A misbehaving teacher shouldn’t be able to resign from – and dodge penalties in – one school district only to re-emerge in a Pennsylvania classroom elsewhere, perhaps to repeat the offense, with no notification of the past dirty deeds provided to the new employer.
Yet that’s how some districts historically have unloaded their worst “professionals.” The practice sounds eerily like the way the Catholic Church used to shuffle its problem priests from parish to parish, blindly allowing troubled men to repeat their crimes without facing consequences.
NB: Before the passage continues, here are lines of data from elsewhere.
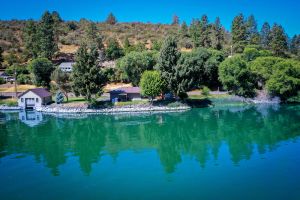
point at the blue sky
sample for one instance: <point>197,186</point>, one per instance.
<point>285,12</point>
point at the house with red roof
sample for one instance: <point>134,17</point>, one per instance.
<point>125,94</point>
<point>33,98</point>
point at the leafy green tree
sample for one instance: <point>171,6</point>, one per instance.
<point>87,77</point>
<point>156,45</point>
<point>239,34</point>
<point>134,64</point>
<point>263,67</point>
<point>285,79</point>
<point>167,61</point>
<point>41,68</point>
<point>217,35</point>
<point>59,97</point>
<point>151,84</point>
<point>111,19</point>
<point>265,35</point>
<point>278,44</point>
<point>46,37</point>
<point>113,50</point>
<point>61,81</point>
<point>235,76</point>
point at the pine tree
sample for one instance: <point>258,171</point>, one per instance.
<point>265,37</point>
<point>252,32</point>
<point>87,78</point>
<point>111,19</point>
<point>295,45</point>
<point>46,35</point>
<point>175,20</point>
<point>31,39</point>
<point>1,57</point>
<point>217,35</point>
<point>278,44</point>
<point>205,32</point>
<point>195,32</point>
<point>239,34</point>
<point>167,61</point>
<point>184,30</point>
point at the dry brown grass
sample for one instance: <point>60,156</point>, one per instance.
<point>20,88</point>
<point>68,48</point>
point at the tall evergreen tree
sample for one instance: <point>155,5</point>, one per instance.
<point>184,30</point>
<point>1,57</point>
<point>87,78</point>
<point>31,40</point>
<point>279,43</point>
<point>46,35</point>
<point>239,33</point>
<point>167,61</point>
<point>217,35</point>
<point>195,32</point>
<point>111,19</point>
<point>252,32</point>
<point>205,32</point>
<point>265,35</point>
<point>175,20</point>
<point>295,45</point>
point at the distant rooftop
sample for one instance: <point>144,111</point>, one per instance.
<point>41,92</point>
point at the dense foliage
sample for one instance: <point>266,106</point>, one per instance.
<point>134,64</point>
<point>87,77</point>
<point>41,69</point>
<point>151,84</point>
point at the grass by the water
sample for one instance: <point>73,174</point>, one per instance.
<point>9,102</point>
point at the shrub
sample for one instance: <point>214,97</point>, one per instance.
<point>205,91</point>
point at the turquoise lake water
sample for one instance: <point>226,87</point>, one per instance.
<point>243,152</point>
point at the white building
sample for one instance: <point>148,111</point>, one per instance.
<point>34,98</point>
<point>66,66</point>
<point>31,118</point>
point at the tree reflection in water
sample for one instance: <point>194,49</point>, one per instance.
<point>198,133</point>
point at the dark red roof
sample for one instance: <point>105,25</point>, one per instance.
<point>128,90</point>
<point>41,92</point>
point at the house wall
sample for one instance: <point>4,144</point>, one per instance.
<point>37,101</point>
<point>133,96</point>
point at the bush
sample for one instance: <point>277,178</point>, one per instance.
<point>205,91</point>
<point>2,81</point>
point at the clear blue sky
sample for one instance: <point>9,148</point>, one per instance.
<point>284,12</point>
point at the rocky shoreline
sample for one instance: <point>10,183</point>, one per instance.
<point>113,110</point>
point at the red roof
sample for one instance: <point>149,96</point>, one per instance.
<point>128,90</point>
<point>41,92</point>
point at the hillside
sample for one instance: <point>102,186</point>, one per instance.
<point>71,33</point>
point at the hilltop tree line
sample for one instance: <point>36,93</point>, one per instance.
<point>258,60</point>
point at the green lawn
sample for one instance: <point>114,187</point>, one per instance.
<point>127,103</point>
<point>211,96</point>
<point>75,99</point>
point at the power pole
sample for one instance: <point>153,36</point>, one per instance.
<point>15,77</point>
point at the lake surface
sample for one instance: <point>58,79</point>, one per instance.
<point>232,152</point>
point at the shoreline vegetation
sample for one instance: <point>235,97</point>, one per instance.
<point>252,66</point>
<point>78,105</point>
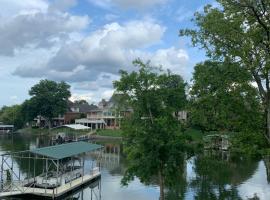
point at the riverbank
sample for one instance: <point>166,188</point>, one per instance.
<point>99,134</point>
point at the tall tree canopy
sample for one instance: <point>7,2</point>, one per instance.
<point>12,115</point>
<point>153,140</point>
<point>49,99</point>
<point>239,31</point>
<point>223,98</point>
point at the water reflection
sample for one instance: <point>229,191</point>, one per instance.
<point>206,176</point>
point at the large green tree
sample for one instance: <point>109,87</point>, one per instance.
<point>48,99</point>
<point>223,98</point>
<point>239,31</point>
<point>12,115</point>
<point>154,142</point>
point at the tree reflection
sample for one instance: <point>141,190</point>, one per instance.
<point>217,178</point>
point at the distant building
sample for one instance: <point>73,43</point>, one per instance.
<point>106,116</point>
<point>74,111</point>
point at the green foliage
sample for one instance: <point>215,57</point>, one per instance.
<point>249,142</point>
<point>238,31</point>
<point>222,98</point>
<point>12,115</point>
<point>48,99</point>
<point>154,143</point>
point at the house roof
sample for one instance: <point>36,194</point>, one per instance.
<point>66,150</point>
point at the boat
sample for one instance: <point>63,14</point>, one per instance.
<point>63,170</point>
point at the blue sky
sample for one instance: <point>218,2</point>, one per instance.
<point>86,42</point>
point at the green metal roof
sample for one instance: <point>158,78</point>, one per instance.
<point>66,150</point>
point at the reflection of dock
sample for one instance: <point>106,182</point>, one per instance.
<point>110,156</point>
<point>64,171</point>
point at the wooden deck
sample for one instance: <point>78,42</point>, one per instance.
<point>52,193</point>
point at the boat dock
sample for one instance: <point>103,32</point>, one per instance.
<point>62,170</point>
<point>6,128</point>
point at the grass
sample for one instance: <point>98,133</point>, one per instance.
<point>109,132</point>
<point>45,131</point>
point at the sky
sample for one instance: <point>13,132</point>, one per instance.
<point>87,42</point>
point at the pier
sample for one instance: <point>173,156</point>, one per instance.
<point>52,171</point>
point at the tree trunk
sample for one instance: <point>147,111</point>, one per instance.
<point>268,121</point>
<point>161,186</point>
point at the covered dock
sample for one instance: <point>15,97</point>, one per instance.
<point>52,171</point>
<point>6,128</point>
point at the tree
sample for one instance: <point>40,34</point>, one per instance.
<point>49,99</point>
<point>238,31</point>
<point>154,142</point>
<point>222,98</point>
<point>12,115</point>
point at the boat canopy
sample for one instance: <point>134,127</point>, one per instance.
<point>66,150</point>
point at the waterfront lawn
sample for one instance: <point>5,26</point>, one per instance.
<point>45,131</point>
<point>109,132</point>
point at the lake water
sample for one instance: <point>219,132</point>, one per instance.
<point>208,176</point>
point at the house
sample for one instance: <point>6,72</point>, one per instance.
<point>106,116</point>
<point>76,110</point>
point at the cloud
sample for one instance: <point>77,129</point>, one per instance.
<point>37,27</point>
<point>105,50</point>
<point>128,4</point>
<point>94,62</point>
<point>62,4</point>
<point>15,7</point>
<point>87,96</point>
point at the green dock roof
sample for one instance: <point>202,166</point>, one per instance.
<point>66,150</point>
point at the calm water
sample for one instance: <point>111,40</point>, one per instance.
<point>208,176</point>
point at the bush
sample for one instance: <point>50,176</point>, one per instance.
<point>249,142</point>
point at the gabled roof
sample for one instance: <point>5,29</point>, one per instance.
<point>66,150</point>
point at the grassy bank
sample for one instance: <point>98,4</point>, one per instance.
<point>37,131</point>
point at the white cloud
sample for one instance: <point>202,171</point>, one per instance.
<point>87,96</point>
<point>62,4</point>
<point>138,3</point>
<point>105,50</point>
<point>36,26</point>
<point>127,4</point>
<point>15,7</point>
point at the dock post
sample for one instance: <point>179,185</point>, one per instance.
<point>2,171</point>
<point>57,183</point>
<point>46,175</point>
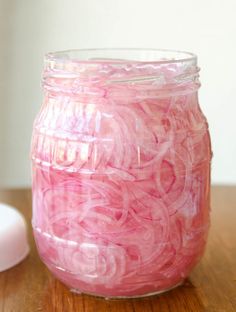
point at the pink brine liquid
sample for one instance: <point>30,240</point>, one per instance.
<point>121,172</point>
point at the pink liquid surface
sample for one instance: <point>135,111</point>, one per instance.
<point>121,185</point>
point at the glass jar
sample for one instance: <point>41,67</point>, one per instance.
<point>121,170</point>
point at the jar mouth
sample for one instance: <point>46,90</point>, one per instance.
<point>114,72</point>
<point>121,56</point>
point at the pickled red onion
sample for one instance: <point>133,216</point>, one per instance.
<point>121,184</point>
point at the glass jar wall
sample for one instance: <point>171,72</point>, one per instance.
<point>121,170</point>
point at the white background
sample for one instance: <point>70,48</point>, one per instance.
<point>29,28</point>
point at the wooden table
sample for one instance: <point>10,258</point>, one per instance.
<point>29,287</point>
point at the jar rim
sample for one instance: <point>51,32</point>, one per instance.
<point>121,56</point>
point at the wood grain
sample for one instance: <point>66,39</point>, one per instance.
<point>29,287</point>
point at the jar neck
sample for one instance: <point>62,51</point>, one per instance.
<point>117,78</point>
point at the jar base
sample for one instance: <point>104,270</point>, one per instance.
<point>77,291</point>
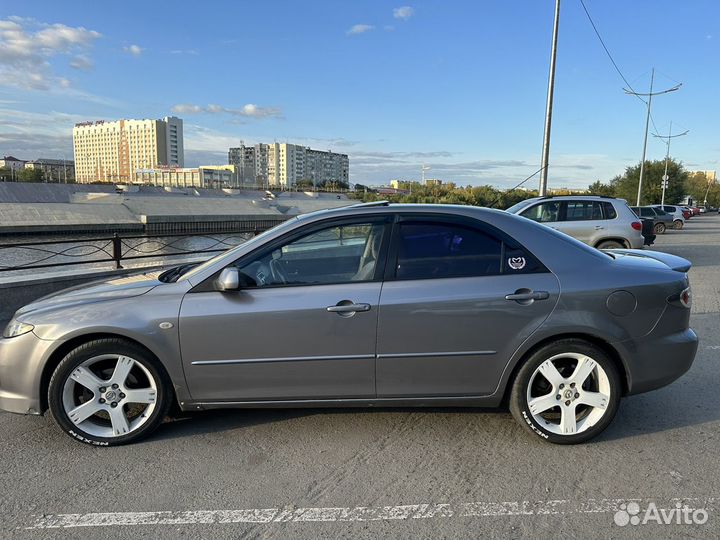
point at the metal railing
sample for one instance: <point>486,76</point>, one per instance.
<point>118,248</point>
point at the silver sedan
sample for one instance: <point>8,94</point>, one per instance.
<point>370,305</point>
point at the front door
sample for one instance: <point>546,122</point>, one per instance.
<point>304,327</point>
<point>446,326</point>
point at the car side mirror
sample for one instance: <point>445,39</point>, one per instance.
<point>231,279</point>
<point>228,280</point>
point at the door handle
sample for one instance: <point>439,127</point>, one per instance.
<point>527,295</point>
<point>348,308</point>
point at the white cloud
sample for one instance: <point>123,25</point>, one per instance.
<point>404,12</point>
<point>135,50</point>
<point>359,29</point>
<point>82,62</point>
<point>249,110</point>
<point>27,48</point>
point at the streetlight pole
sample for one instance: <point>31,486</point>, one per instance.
<point>669,138</point>
<point>548,107</point>
<point>647,122</point>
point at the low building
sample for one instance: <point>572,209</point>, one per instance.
<point>205,176</point>
<point>54,170</point>
<point>12,163</point>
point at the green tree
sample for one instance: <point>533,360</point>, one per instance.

Proposed legislation in Harrisburg seeks to stop the unfettered flow of unfit educators. Senate Bill 46 would require school districts to confidentially share certain information about teachers, closing loopholes that have allowed people unsuited for the classroom to slink from job to job.
For instance, the law would require a district to disclose whether a teacher:
– “has been the subject of an abuse or sexual misconduct investigation” unless it was determined the allegations were false.
– “has ever been disciplined, discharged, nonrenewed, asked to resign from employment, resigned from or otherwise separated from any employment while allegations of abuse or sexual misconduct” were pending or being investigated.
Members of the House education committee, including state Rep. Mike Carroll, D-Hughestown, reviewed this legislation, apparently liked what they saw and unanimously voted to forward the measure to their House colleagues. In a highly functioning system, Senate Bill 46 would then have been debated, put forth for a vote and possibly fast-tracked to Gov. Tom Corbett’s office for his signature.
This, however, is Pennsylvania’s Legislature.
Stalled Senate Bill 46 seems to be headed nowhere. Instead, if things unfold as certain Democrats suspect, another piece of legislation that closely mirrors Senate Bill 46 will be introduced, perhaps as soon as today, and gradually wind its way through the process over the next several months. Presumably certain Republicans intended to use the popular legislation as a bargaining chip during budget negotiations and later claim credit for its introduction and passage.
If so, shame on them. Shame on anyone who plays political games for personal benefit while postponing action on a bill intended, in large part, to safeguard children.
One might logically expect state lawmakers to avoid this sort of high jinks on principle, or at least be sensitive during this election year to suggestions that the governor delayed a high-profile investigation years ago that also involved young people’s welfare.
Alas, logic does not consistently apply in Harrisburg.
If it did, “passing the trash” already would be illegal in Pennsylvania, and discussions would focus on how to further expand school districts’ information-sharing obligations across state borders. After all, our miscreants certainly don’t belong at the head of a classroom in Kansas, Kentucky or anyplace else in the country.